Luna de noviembre juguetona y clara
que, en las plazoletas de los olivares,
a las cuatro esquinas, jugando, se encara
con los fandanguillos y las soleares…
Ahora son distintos los usos y costumbres. Ya nada significa la fecha de la Concebida para comenzar la campaña; la gloriosa celebración festiva en memoria de la que fue concebida en el seno de su madre libre de pecado original, que eso significa la festividad de la Inmaculada, pues hay quien confunde esta conmemoración con la concepción virginal del Hijo de Dios en el seno de María, la virgen galilea. Pero todo ha cambiado. La campaña comienza mucho antes. Las modas del momento hacen que se recolecte aceituna verde temprana para fabricar aceite joven; un zumo frutal de delicado sabor, tan al gusto de las gentes. Ni es habitual la alegría espontánea, y el trato distendido que ligaba en lazos imborrables el afán de las antiguas cuadrillas en estos días. Por otra parte, ya no existe un silencio humanizado en el olivar, como en tantas facetas de nuestro mundo acelerado, pero vacío de contenido. En las faenas de la recogida resulta imposible hablar, pensar, cantar, amar, reír, cortejar, suspirar…, pues prima el sonido atronador de vibradoras y sopladoras, que silencian las voces de la cuadrilla, aunque aceleren el proceso recolector. Pero yo vuelvo la vista atrás a aquellos tiempos añorados, donde la relación personal era estrecha, sencilla, plenamente humana, y presidía la faena de recogida en el tajo olivarero, cuando los lazos entrañables entre personas tenían preeminencia sobre tantas otras cosas.

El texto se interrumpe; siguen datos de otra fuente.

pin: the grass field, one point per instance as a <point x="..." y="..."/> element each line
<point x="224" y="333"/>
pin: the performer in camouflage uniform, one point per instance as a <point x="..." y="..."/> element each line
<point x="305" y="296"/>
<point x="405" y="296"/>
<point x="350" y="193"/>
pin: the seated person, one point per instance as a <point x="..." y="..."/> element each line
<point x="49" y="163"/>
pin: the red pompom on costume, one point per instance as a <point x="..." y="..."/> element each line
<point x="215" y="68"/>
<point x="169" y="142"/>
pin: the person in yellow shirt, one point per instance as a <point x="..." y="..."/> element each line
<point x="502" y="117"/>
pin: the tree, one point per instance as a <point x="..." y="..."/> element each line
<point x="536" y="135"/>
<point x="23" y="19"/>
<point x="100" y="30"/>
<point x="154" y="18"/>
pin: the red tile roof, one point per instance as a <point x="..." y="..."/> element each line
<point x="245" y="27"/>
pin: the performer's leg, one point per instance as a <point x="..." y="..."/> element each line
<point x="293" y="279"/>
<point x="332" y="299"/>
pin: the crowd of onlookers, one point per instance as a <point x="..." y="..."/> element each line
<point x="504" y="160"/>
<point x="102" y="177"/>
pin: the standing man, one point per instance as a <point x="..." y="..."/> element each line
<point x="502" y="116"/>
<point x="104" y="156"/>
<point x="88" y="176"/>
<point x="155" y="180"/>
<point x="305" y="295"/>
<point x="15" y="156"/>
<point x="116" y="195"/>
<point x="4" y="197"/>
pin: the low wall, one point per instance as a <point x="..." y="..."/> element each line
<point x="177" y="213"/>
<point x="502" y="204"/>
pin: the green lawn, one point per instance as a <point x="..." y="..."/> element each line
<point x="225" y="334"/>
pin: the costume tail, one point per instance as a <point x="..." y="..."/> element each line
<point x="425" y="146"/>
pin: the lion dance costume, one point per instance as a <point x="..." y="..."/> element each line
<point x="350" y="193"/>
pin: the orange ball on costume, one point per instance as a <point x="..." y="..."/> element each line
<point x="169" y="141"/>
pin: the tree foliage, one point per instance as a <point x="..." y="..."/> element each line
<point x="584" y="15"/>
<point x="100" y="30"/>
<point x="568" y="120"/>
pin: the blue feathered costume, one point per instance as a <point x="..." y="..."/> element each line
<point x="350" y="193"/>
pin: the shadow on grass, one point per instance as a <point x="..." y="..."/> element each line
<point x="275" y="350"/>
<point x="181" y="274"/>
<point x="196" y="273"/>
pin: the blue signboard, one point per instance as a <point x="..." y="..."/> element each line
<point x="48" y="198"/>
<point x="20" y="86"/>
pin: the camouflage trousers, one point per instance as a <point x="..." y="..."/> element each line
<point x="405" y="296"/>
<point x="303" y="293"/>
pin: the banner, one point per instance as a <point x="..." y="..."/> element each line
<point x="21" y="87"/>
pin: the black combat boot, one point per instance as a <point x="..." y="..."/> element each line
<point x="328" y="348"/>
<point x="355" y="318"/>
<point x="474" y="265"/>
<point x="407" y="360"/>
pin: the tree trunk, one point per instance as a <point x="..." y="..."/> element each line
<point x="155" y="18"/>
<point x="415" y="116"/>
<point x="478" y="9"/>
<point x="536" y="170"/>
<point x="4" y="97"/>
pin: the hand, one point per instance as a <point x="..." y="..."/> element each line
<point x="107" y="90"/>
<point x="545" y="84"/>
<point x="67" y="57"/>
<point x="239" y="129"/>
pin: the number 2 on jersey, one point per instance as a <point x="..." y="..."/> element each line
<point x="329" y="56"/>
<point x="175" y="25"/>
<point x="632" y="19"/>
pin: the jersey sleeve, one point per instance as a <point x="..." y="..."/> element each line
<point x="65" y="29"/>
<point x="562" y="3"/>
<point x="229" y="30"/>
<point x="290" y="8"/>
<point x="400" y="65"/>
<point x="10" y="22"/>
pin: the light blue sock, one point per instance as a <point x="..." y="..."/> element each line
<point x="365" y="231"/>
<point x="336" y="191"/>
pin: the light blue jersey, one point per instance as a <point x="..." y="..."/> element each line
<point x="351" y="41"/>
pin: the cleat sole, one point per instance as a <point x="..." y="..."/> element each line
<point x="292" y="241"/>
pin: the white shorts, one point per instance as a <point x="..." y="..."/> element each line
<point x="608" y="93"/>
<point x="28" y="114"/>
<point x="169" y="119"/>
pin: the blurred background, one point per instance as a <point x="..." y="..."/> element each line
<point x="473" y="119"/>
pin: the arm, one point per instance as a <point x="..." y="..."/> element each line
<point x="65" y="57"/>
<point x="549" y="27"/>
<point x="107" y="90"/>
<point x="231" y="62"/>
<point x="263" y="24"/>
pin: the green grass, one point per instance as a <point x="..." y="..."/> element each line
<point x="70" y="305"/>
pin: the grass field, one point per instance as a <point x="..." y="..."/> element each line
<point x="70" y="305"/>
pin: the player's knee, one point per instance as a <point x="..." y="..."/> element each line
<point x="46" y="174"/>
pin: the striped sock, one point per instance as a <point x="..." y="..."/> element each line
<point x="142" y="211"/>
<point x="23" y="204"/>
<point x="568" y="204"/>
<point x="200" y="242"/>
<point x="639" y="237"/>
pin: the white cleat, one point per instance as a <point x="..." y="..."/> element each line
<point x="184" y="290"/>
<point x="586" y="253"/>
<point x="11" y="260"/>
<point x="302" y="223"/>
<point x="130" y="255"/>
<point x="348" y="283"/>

Y en estas noches que preludian la Navidad, bajo un cielo que tiembla de estrellas, volará la lechuza buscando alguna ruina cercana donde establecer su posadero, mientras la distinguida señora, delicada princesa del nocturno hermético, ilumine con una luz misteriosa, indecible elegía plateada, el bosque sagrado que rodea, cual collar de esmeraldas y azabaches, nuestra ciudad del alma. Y tanta añoranza y pasión olivarera de siglos que está grabada en nuestro inconsciente colectivo, sobrevolará por Jaén, la ciudad alta y quebrada desde cuyas cimas urbanas pueden verse las águilas por el lomo. Y a poco que escuchemos desde cualquier mirador con los oídos del corazón, podremos oír un rasgueo de guitarras acompañando el cantar de algún rapsoda invisible que resuene en la madrugada eternizada:
¡Ay lunita, luna, que escucha y se para
al oír el canto de las soleares…!
¡Ay lunita luna, juguetona y clara
que en diciembre cruzas por los olivares…!
Ramón Guixá Tobar.
En Jaén, a veintitrés días del Nacimiento de Nuestro Señor.
Foto: La recolección de la aceituna en una imagen retrospectiva, los años a los que alude el autor en este artículo rememorando antiguas faenas en los tajos olivareros. FORO DEL OLIVAR.